Usai dilantik jadi Presiden, Prabowo Subianto melakukan kunjungan kerja ke sejumlah negara selama dua pekan, mulai 8 hingga 23 November 2024. Termasuk berkunjung ke dua negara adidaya, Amerika Serikat (AS) dan China. Bahkan China menjadi negara pertama yang dikunjungi Prabowo. Kunjungan Prabowo ke China membuahkan sejumlah hasil konkret, baik dalam bidang ekonomi, bisnis hingga politik. Prabowo disebut berhasil mendatangkan investasi China ke Indonesia senilai USD 10,7 miliar atau setara Rp157 triliun.

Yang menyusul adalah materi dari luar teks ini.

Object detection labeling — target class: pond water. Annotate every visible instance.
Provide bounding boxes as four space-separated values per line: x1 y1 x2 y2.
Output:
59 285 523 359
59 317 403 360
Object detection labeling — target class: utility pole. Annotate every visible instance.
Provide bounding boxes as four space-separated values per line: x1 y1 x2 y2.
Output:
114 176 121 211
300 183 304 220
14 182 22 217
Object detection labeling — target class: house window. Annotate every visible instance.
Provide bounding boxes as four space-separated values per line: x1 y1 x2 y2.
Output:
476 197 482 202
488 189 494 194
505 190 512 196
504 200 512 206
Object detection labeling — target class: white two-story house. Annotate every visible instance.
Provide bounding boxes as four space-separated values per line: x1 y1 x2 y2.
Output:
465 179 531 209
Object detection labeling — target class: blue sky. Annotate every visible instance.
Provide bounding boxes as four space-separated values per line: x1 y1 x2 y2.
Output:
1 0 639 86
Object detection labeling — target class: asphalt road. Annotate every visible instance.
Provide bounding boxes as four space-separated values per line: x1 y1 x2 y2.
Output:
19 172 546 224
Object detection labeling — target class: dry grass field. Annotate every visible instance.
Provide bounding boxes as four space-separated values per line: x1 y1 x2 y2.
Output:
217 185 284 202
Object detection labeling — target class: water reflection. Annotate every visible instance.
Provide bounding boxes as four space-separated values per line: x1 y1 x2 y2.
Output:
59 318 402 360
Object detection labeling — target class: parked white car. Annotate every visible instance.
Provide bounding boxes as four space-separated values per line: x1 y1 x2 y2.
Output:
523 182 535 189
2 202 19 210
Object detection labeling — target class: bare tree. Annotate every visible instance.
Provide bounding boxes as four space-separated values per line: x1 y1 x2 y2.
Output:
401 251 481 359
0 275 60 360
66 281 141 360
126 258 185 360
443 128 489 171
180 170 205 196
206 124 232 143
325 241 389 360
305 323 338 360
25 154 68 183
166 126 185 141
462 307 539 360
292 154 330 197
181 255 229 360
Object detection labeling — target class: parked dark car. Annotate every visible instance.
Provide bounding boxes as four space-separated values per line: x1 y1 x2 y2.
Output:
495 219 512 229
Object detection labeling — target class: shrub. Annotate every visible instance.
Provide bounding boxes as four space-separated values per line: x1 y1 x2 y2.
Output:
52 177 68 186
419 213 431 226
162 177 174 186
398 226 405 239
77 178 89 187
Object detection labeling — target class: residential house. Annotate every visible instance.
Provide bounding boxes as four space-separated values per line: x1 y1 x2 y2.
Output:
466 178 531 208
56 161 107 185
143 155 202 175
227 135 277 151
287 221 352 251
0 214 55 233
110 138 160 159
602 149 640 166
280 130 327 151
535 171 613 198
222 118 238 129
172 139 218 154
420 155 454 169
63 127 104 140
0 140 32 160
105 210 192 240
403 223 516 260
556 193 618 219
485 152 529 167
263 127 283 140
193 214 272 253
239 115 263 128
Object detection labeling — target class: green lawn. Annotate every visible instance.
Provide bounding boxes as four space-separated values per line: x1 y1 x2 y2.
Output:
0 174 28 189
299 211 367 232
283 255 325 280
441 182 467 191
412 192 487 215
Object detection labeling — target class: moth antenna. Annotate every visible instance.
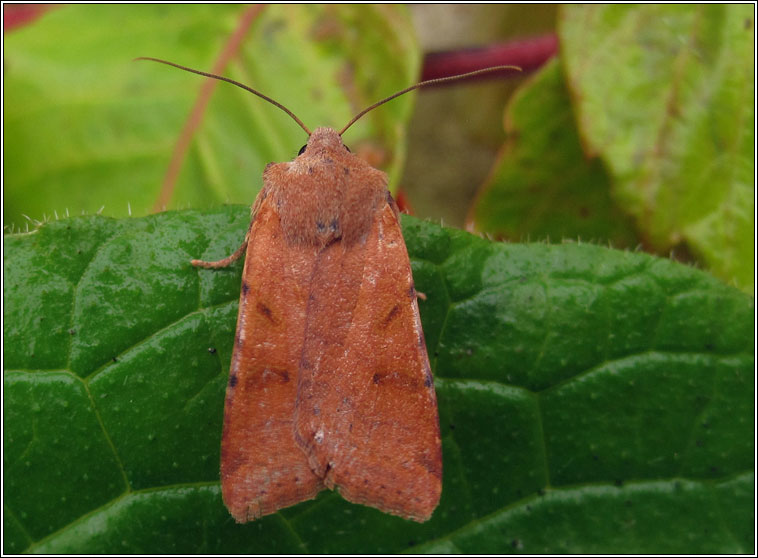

Negara kedua yang dikunjungi adalah AS. Presiden Republik Indonesia (RI) Prabowo Subianto dan Presiden AS Joe Biden sepakat untuk memperluas cakupan latihan militer bersama kedua negara, Super Garuda Shield dan memperkuat keamanan maritim. Atas hasil kesepakatan itu, kedua pemimpin menyambut baik pendirian Pusat Pelatihan Maritim BAKAMLA 'Anambas' yang didanai AS di Batam tahun ini. Prabowo dan Biden juga berkomitmen untuk memajukan kerja sama di bidang kesehatan, perdagangan, dan pertanian guna mempererat hubungan yang telah terjalin selama 75 tahun.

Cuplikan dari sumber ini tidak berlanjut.